Definition:Hilbert Proof System

Definition

Hilbert proof systems are a class of proof systems for propositional and predicate logic.

Their characteristics include:

• The presence of many axioms;
• Typically only Modus Ponendo Ponens as a rule of inference.

Specific instances may deviate from this general scheme at some points.

Instance 1

This instance of a Hilbert proof system is used in:

• 2012: M. Ben-Ari: Mathematical Logic for Computer Science (3rd ed.)

Let $\LL$ be the language of propositional logic.

$\mathscr H$ has the following axioms and rules of inference:

Axioms

Let $\mathbf A, \mathbf B, \mathbf C$ be WFFs.

The following three WFFs are axioms of $\mathscr H$:

		Axiom 1:		\(\displaystyle \mathbf A \implies \paren {\mathbf B \implies \mathbf A} \)
		Axiom 2:		\(\displaystyle \paren {\mathbf A \implies \paren {\mathbf B \implies \mathbf C} } \implies \paren {\paren {\mathbf A \implies \mathbf B} \implies \paren {\mathbf A \implies \mathbf C} } \)
		Axiom 3:		\(\displaystyle \paren {\neg \mathbf B \implies \neg \mathbf A} \implies \paren {\mathbf A \implies \mathbf B} \)

Rules of Inference

The sole rule of inference is Modus Ponendo Ponens:

From $\mathbf A$ and $\mathbf A \implies \mathbf B$, one may infer $\mathbf B$.

Instance 2

This instance of a Hilbert proof system is used in:

• 1959: A.H. Basson and D.J. O'Connor: Introduction to Symbolic Logic (3rd ed.)

Let $\LL$ be the language of propositional logic.

$\HH$ has the following axioms and rules of inference:

Axioms

Let $p, q, r$ be propositional variables.

Then the following WFFs are axioms of $\mathscr H$:

\((\text A 1)\)	$:$	Rule of Idempotence		\(\displaystyle (p \lor p) \implies p \)
\((\text A 2)\)	$:$	Rule of Addition		\(\displaystyle q \implies (p \lor q) \)
\((\text A 3)\)	$:$	Rule of Commutation		\(\displaystyle (p \lor q) \implies (q \lor p) \)
\((\text A 4)\)	$:$	Factor Principle		\(\displaystyle (q \implies r) \implies \left({ (p \lor q) \implies (p \lor r)}\right) \)

Rules of Inference

$\text {RST} 1$: Rule of Uniform Substitution

Any WFF $\mathbf A$ may be substituted for any propositional variable $p$ in a $\mathscr H_2$-theorem $\mathbf B$.

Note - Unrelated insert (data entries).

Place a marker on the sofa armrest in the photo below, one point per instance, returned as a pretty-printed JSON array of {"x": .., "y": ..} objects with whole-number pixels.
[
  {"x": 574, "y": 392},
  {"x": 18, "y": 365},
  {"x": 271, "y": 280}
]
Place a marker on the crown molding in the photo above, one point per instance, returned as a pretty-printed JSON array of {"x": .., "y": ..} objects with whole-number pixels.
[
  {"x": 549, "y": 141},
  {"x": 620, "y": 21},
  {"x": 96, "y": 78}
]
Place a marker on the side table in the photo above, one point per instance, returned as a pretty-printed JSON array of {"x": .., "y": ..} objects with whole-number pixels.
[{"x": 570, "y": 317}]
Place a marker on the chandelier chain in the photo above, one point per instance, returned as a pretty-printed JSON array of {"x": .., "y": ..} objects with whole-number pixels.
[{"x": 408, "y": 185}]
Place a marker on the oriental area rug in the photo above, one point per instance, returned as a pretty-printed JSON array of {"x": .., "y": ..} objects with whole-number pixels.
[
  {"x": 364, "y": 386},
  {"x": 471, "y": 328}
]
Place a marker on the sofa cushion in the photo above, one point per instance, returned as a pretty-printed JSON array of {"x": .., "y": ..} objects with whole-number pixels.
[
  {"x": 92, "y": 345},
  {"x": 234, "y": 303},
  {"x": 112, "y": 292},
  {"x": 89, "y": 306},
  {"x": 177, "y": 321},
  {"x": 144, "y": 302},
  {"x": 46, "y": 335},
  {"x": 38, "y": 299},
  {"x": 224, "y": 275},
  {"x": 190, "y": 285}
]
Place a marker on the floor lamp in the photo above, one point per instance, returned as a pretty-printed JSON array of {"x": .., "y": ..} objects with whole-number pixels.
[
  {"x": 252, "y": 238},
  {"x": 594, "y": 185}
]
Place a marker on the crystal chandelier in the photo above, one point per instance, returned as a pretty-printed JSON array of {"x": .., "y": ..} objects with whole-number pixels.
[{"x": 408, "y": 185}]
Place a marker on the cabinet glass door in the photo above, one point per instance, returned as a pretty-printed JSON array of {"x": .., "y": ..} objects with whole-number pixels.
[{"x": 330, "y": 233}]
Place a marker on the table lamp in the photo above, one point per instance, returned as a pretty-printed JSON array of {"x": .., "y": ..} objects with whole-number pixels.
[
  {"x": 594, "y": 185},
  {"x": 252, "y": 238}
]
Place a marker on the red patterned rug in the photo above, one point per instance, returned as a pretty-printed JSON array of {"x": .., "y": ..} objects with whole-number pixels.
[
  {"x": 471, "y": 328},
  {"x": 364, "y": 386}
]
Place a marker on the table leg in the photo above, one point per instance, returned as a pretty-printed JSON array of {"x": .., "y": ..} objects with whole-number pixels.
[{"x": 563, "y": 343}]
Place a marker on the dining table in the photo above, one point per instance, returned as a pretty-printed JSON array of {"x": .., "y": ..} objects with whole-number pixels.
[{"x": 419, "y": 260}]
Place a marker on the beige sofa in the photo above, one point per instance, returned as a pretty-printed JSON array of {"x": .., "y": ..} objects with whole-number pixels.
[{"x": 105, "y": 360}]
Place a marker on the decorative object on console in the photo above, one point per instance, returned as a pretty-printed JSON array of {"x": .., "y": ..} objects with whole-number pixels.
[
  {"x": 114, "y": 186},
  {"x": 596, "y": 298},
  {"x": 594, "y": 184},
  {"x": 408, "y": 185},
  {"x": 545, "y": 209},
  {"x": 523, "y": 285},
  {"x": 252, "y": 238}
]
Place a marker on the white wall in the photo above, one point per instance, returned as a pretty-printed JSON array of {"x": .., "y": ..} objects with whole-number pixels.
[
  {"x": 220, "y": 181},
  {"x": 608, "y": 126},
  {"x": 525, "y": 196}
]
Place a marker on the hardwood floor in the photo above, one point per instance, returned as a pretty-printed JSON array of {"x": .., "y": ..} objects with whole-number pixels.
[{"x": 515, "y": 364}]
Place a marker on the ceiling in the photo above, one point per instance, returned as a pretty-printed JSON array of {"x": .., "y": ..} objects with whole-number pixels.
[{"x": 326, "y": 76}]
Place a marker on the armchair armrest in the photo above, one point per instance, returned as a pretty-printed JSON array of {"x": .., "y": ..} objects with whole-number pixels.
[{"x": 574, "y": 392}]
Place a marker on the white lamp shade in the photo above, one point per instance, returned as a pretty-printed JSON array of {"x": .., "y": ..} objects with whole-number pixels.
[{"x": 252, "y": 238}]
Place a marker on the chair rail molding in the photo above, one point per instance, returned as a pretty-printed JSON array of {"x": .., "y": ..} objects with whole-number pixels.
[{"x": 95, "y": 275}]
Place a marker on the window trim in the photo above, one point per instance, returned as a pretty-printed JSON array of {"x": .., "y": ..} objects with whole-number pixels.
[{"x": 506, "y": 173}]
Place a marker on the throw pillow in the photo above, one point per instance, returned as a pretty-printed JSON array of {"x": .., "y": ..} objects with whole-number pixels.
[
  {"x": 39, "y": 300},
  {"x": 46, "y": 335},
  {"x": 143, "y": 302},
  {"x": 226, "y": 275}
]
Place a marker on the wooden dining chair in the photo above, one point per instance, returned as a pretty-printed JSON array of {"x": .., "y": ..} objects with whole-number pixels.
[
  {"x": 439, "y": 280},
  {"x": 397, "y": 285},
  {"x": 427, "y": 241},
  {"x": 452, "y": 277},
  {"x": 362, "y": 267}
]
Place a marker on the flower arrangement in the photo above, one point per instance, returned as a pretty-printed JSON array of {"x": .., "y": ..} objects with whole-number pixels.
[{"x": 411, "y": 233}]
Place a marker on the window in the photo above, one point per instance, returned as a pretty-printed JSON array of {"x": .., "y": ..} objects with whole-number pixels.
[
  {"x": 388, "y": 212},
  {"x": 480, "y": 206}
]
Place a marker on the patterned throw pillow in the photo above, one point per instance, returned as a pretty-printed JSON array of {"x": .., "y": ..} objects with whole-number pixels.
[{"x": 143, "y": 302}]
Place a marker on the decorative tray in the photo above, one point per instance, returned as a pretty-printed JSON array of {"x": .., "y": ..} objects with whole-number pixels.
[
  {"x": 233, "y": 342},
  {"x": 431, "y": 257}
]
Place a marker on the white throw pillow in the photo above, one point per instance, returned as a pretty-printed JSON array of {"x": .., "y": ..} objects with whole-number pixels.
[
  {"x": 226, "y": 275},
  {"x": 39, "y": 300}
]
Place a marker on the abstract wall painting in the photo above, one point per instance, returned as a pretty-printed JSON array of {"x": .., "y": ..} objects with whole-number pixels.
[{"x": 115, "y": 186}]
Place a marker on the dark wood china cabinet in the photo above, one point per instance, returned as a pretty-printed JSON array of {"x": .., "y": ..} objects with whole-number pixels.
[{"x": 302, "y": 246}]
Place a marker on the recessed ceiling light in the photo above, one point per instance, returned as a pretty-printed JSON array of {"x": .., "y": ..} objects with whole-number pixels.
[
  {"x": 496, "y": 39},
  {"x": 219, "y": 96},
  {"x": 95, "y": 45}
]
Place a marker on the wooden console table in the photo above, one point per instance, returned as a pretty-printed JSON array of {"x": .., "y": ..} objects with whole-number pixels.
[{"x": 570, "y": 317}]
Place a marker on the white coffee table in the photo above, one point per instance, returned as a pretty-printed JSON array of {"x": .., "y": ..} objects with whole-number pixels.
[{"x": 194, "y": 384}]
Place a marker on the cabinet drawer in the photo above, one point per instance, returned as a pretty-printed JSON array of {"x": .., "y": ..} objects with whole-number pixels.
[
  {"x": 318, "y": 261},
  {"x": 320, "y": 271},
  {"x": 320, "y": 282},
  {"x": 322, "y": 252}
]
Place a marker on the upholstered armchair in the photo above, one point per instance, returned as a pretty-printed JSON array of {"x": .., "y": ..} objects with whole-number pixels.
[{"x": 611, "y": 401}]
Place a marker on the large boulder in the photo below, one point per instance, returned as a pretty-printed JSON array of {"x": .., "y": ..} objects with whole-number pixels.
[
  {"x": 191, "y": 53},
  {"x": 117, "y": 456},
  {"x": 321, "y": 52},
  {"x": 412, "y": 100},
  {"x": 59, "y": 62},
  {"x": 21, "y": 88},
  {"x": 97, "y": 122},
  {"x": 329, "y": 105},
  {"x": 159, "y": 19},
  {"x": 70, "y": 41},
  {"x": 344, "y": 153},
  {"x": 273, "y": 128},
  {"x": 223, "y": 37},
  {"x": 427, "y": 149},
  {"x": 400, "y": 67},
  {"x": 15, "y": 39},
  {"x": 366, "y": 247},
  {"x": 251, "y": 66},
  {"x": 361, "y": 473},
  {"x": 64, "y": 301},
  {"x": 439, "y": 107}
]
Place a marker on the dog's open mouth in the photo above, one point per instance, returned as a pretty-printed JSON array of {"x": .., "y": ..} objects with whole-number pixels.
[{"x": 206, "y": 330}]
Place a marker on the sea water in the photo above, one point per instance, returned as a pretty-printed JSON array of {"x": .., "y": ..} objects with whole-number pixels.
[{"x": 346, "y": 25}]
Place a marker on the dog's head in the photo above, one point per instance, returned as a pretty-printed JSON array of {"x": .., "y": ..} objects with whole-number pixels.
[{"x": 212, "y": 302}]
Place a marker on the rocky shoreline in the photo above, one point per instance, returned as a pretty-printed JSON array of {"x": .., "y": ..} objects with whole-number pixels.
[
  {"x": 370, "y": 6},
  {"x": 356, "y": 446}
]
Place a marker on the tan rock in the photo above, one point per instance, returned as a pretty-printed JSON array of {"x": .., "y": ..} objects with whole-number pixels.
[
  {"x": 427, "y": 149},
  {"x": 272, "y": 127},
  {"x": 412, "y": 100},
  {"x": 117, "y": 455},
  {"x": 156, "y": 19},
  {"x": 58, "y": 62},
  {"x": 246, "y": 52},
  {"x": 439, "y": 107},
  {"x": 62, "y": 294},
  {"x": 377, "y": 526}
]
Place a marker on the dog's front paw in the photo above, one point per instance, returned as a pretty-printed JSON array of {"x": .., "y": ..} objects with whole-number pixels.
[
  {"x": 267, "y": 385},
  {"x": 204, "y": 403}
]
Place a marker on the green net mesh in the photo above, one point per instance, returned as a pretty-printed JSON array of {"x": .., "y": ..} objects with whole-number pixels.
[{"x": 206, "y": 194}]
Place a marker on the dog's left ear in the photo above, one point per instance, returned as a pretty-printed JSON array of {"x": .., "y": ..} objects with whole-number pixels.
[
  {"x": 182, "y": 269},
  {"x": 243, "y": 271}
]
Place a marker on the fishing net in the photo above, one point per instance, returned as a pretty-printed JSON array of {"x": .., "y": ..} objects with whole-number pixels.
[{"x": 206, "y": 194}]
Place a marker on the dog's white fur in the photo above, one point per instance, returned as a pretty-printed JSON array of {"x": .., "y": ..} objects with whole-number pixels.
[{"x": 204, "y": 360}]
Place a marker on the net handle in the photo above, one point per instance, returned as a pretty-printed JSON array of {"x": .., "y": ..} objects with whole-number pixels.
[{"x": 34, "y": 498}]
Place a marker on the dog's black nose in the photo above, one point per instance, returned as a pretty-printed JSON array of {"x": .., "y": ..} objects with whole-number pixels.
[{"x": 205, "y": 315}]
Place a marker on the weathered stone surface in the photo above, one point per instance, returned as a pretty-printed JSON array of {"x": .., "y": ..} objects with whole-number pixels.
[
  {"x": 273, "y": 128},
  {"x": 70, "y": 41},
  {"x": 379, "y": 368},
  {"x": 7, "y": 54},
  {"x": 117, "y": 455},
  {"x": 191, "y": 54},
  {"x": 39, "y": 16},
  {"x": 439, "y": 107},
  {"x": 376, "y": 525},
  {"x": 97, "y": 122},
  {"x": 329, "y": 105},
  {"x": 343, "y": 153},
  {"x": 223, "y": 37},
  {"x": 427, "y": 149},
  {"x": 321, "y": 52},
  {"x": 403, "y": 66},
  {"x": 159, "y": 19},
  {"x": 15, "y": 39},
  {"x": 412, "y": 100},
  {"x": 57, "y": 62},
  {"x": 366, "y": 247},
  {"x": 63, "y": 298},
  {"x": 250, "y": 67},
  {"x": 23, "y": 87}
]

The resulting theorem can be denoted $\mathbf B \paren {\mathbf A \mathbin{//} p}$.

See the Rule of Substitution.

$\text {RST} 2$: Rule of Substitution by Definition

The following expressions are regarded definitional abbreviations:

\((1)\)	$:$	Conjunction			\(\displaystyle \mathbf A \land \mathbf B \)	\(\displaystyle =_{\text{def} } \)	\(\displaystyle \neg \left({ \neg \mathbf A \lor \neg \mathbf B }\right) \)
\((2)\)	$:$	Conditional			\(\displaystyle \mathbf A \implies \mathbf B \)	\(\displaystyle =_{\text{def} } \)	\(\displaystyle \neg \mathbf A \lor \mathbf B \)
\((3)\)	$:$	Biconditional			\(\displaystyle \mathbf A \iff \mathbf B \)	\(\displaystyle =_{\text{def} } \)	\(\displaystyle (\mathbf A \implies \mathbf B) \land (\mathbf B \implies \mathbf A) \)

$\text {RST} 3$: Rule of Detachment

If $\mathbf A \implies \mathbf B$ and $\mathbf A$ are theorems of $\mathscr H$, then so is $\mathbf B$.

That is, Modus Ponendo Ponens.

$\text {RST} 4$: Rule of Adjunction

If $\mathbf A$ and $\mathbf B$ are theorems of $\mathscr H$, then so is $\mathbf A \land \mathbf B$.

That is, the Rule of Conjunction.

(This rule can be proved from the other three and so is only a convenience.)

Source of Name

This entry was named for David Hilbert.